Ruth Bernhard from the Ginny Williams Collection
Hailing from Germany, Ruth Bernard (1905-2006) moved to the US in 1927, and had a prolific career as a studio photographer throughout her 101 years. Though not as widely known as contemporaries such as Dorothea Lange and Berenice Abbott, Bernard’s name became synonymous with the visual language of the female nude. “My quest, through the magic of light and shadow, is to isolate, to simplify, and to give emphasis to form with the greatest clarity,” revealed Bernard, whose work was influenced by good friend and groundbreaking photographer Edward Weston.
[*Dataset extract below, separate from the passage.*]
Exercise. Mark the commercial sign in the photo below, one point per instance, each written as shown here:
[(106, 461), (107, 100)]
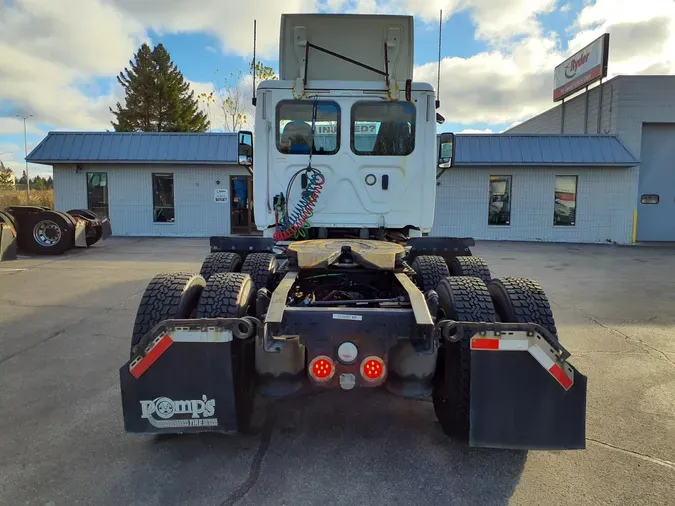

Dutch fashion photographer Lotte van Raalte never thought she would shoot nudes until one day in 2018, while working on a beauty campaign in Morocco. “One thing led to another and she was unclothed. I thought, this is so beautiful. It felt so liberating to have no styling, no nothing, just a pure human being,” van Raalte said. Interest piqued, the artist began making work for what would become BODY, an exhibition book featuring photographs of 46 women posing nude, celebrating the extraordinary glory of the female form – wrinkles, stretch marks, cellulite and all.
Photographer Alexandra Leese liberates the female nude from narrow confines of the male gaze in a series of photographs of 44 women from around the world, shot nude in their homes via webcam during the Covid-19 pandemic for Me+Mine zine. “I think in some way I was craving connection and a sense of community, in a world that felt increasingly isolating,” Leese said. “It became a space for me to be able to give the women involved a chance to feel empowered, beautiful and safe, and in so doing hope to inspire others to feel this way too.”
New York-based artist Jenna Westra collaborates with an all-women cast to create a series of intimate photographs that show bodies engaging in enigmatic juxtapositions and poetic contortions that take their cues from Modernist dance and 1970s artists like Pina Bausch and Yvonne Rainer. “When a camera is present instead of an audience, the way dancers orient themselves changes,” Westra observed. “I am deeply interested in how the camera has the ability to capture and make slippery moments permanent.”
A true labour of love, Nadia Lee Cohen’s debut monograph Women is the culmination of six years work. Shot in the photographer’s searing, cinematic style, the IDEA-published book consists of 100 mise-en-scêne portraits of fictional characters – enacted by friends of Lee Cohen, and women she has encountered over the years – which together form a powerful document of female strength. “Even if these scenarios are imagined, they are ultimately based on truth and real life, there’s nothing fantastical there,” Lee Cohen told AnOther. “They stand as a representation of strong femininity however the individual feels to embody that idea.”
Using her body to challenge the patriarchy, radical feminist artist Carolee Schneemann reclaimed women’s sexual agency before the Women’s Liberation Movement began, building the foundation upon which a generation of women artists now stand. “We did what we wanted” said artist Judith Bernstein, Schneemann’s friend and contemporary. “You didn’t think you were going to sell or get money. This is what we had to do. I’m glad I lived long enough to see that art went in our direction.”